Ölen Türklerin cenazelerinin Türkiye’ye götürülmesine izin vermeyen Belçika mahkûm edildi
Avrupa İnsan Hakları Mahkemesi (AİHM), Belçika’da öldürülen iki oğlunun cenazesini, Türkiye’ye getirip defnedemeyen ailenin yaptığı başvuruyu haklı buldu.
Vahit ve Naciye Aygün çiftinin, 2012 yılında yaptığı başvuruyu 10 yıllık bir gecikmeyle bugün karara bağlayan AİHM, Belçika’nın Avrupa İnsan Hakları Sözleşmesi’nin (AİHS) “aile ve özel yaşamın korunmasıyla ilgili 8. maddesiyle, din ve vicdan özgürlüğünün korunmasıyla ilgili 9. maddesinin Belçika tarafından ihlal edildiğine” hükmetti.
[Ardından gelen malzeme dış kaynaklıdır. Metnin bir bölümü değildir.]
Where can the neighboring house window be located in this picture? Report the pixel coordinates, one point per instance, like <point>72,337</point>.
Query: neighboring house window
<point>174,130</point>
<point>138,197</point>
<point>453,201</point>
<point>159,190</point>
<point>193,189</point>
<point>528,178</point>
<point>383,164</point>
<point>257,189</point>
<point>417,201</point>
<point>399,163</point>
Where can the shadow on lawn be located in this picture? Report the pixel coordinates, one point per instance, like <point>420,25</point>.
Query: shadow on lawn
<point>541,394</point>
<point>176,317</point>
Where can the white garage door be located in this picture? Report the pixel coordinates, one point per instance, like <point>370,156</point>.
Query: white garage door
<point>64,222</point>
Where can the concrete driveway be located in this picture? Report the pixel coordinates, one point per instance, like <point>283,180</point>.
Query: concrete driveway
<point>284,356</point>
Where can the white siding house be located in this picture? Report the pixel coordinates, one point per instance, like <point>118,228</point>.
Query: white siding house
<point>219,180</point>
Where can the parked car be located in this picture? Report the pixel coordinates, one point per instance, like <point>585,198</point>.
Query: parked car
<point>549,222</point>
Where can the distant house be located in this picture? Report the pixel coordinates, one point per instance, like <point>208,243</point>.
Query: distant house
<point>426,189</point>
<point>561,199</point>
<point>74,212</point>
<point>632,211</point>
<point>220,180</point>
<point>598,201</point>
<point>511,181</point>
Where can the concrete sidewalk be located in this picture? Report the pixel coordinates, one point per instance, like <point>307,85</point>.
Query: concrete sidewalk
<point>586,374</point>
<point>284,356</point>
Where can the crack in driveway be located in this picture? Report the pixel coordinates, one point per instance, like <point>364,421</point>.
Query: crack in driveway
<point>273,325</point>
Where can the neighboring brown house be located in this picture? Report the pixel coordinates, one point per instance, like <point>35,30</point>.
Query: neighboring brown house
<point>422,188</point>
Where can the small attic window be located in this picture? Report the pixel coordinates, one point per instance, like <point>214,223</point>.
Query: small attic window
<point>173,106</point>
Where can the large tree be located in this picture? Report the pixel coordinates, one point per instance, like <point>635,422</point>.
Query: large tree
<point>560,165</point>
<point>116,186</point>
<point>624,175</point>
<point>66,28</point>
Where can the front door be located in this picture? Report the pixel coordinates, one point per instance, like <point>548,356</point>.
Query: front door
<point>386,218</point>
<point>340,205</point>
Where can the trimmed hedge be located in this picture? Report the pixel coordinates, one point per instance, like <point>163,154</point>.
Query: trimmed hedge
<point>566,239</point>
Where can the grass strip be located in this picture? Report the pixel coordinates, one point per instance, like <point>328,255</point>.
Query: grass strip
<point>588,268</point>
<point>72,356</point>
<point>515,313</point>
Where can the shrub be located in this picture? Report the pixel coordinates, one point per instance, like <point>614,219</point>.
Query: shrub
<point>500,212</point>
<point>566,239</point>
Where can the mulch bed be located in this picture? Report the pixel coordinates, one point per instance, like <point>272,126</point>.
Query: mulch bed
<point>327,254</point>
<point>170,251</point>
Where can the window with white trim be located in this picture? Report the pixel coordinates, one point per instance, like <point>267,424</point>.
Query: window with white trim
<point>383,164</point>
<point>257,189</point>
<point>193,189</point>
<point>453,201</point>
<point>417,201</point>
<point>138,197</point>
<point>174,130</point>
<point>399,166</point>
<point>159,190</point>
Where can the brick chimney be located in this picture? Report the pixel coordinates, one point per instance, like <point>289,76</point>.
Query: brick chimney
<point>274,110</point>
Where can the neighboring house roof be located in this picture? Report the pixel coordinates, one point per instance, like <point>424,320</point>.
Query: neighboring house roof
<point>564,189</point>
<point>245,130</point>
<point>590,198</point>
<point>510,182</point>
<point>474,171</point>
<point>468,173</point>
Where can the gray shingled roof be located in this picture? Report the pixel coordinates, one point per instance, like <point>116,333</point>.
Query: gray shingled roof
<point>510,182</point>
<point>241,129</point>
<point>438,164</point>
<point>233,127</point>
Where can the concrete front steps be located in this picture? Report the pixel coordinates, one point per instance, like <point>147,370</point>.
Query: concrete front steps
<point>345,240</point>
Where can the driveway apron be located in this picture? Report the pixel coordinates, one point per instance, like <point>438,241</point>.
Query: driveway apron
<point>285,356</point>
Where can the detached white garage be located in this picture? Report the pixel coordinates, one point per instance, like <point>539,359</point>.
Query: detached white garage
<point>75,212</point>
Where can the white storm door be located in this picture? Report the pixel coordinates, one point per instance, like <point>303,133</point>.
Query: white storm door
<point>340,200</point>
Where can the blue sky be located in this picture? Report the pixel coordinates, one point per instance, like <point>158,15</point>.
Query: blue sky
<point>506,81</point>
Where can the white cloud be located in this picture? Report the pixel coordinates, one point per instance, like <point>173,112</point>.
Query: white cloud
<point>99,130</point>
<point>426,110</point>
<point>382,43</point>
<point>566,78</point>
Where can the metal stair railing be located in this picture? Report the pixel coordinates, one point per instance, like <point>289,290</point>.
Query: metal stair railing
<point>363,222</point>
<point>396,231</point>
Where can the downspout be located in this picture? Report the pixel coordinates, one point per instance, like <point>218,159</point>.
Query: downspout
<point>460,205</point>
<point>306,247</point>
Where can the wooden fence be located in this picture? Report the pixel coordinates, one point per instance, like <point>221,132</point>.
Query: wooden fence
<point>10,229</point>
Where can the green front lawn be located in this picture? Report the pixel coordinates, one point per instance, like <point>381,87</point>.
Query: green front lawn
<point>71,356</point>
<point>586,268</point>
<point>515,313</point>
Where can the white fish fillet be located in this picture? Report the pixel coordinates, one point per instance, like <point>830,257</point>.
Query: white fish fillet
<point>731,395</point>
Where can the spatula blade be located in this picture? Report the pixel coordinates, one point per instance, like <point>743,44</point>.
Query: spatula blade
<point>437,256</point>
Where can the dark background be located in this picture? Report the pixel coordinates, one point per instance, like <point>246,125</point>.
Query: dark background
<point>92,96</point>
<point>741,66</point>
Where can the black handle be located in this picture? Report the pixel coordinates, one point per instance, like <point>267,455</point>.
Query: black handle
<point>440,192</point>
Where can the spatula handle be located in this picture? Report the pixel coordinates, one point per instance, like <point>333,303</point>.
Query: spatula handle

Belçika, bu karar uyarınca mahkeme masrafları da içinde olmak üzere 13 bin 460 euro tazminat ödeyecek.
Belçikalı sulh hakimi soruşturmayı gerekçe gösterip izin vermemişti
Belçikalı Sulh hakiminin, cinayete kurban giden iki oğluyla ilgili soruşturma sürdüğü gerekçesiyle cenazeleri Türkiye’ye getirememesi üzerine Emirdağlı Aygün çifti, hakkını AİHM’de arama karar almıştı.
Belçikalı sulh hakiminin cinayetle ilgili soruşturmanın sağlıklı yürütülmesi için hemen cenazelerin yurt dışına çıkışına izin vermemesinin anlayışla karşılandığı belirtilen AİHM’in gerekçeli kararında, 2,5 yıl süren soruşturma boyunca Aygün’ün bu kararın değiştirilmesi için yerel mahkemelere başvurma hakkının elinden alınmasının “insan hakları ihlali” teşkil ettiği görüşüne vardı.
Emirdağlı ailenin Belçika’daki hukuk savaşı
Belçika’nın Meulebeke kasabasında yaşayan 1948 doğumlu Vahit ve 1949 doğumlu Naciye Aygün çiftinin iki oğlu, komşuları tarafından 8 Eylül 2010’da silahlı saldırı sonucu hayatını kaybetmişti.
Cinayetle yargılanan komşu, 2014 yılında 29 yıl hapis cezasına çarptırılmıştı.
Türk çiftin, çocuklarını cenazesini Türkiye’ye götürmelerine 24 Eylül 2010’da başlayan ve 4 Nisan 2013 yılında sona eren cinayet soruşturması yüzünden izin verilmemişti.
Belçikalı sulh hakimin, öldürülen iki kişinin kapsamlı otopsilerini tamamlanmasına rağmen Belçika’daki Müslüman mezarlığına gömülmesine izin vermesine rağmen aile, defin işlemlerini Türkiye’de yapılmasını istedikleri gerekçesiyle karşı çıkmıştı.
Türk ailenin Belçikalı yerel mahkemelere yaptıkları başvurular da sonuçsuz kalmıştı.